Angela Panico MD tackled the difficult issue of the capsulorhexis running out.
“The basic reason for this is a capsular bag pressure that is higher than the pressure in the anterior chamber,” explained Dr Panico, Ophthalmic Unit, San Donà di Piave Hospital, Venice, Italy.
She described three “rescue” techniques to bring the rhexis back from the edge. “The pull-back technique” requires the surgeon to grasp the flap near the root of the tear and pull in the direction opposite the tear, which reverses the force applied to the flap,” she said, while showing a video of the manoeuvre.
The second rescue technique, an anterior zonulotomy, is performed if the tear has reached the zonular fibres. Additional traction may cause the tear to extend through the zonule to the posterior capsule. In this case, cut the bridging zonular fibres using micro scissors, she suggested.
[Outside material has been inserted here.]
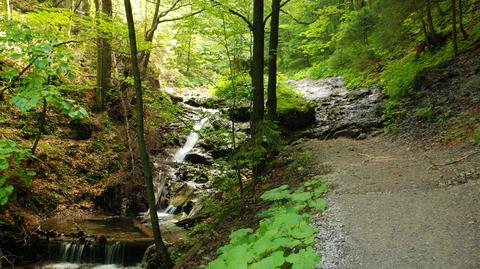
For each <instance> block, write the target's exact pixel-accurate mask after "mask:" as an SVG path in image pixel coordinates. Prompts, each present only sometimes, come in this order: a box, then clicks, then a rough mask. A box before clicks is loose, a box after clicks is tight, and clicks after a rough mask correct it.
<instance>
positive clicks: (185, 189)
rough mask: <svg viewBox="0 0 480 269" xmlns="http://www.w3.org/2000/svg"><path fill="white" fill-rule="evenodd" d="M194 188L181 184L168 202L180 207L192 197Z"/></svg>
mask: <svg viewBox="0 0 480 269" xmlns="http://www.w3.org/2000/svg"><path fill="white" fill-rule="evenodd" d="M194 191H195V189H193V188H192V187H190V186H189V185H188V184H185V185H183V187H182V189H181V190H180V191H179V192H178V193H176V194H175V196H174V197H172V198H171V199H170V204H171V205H173V206H175V207H182V206H185V205H187V203H188V202H189V201H190V200H191V199H192V196H193V194H194Z"/></svg>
This will release the traction on the capsule and allow for completion of the rhexis.
The “quick-pull technique”, the third manoeuvre described by Dr Panico, is a rapid forward movement reserved for experienced surgeons as a last resort.
Panellist José Güell MD, Barcelona, Spain, advised delegates to consider a femtosecond laser capsulotomy in cases with a significant risk of the rhexis running out. Professor Rudy MMA Nuijts, Maastricht, the Netherlands, suggested making a small initial rhexis, performing the phaco and then creating a larger rhexis at the end of the procedure.
Catarina Pedrosa MD, Lisbon, Portugal, presented next, advising attendees on how to avoid problems when performing cataract surgery in cases of posterior polar cataract, and how to solve them once they occur.
“Traditional hydrodissection should be avoided. Instead, perform hydrodelineation, in which the epinucleus is separated from the nucleus. This forms a cushion between the nucleus and the capsule,” she advised. An alternative is viscodissection, which also forms a cushion and will help avoid vitreous prolapse into the bag in case of posterior rupture.
Dr Nuijts agreed, and said he often takes it a step further, fully luxating the nucleus into the anterior chamber for removal far away from the posterior capsule.
“Treat all posterior polar cataracts as though there is a pre-existing hole in the capsule, performing slow-motion surgery to minimise all risk,” concluded Dr Pedrosa.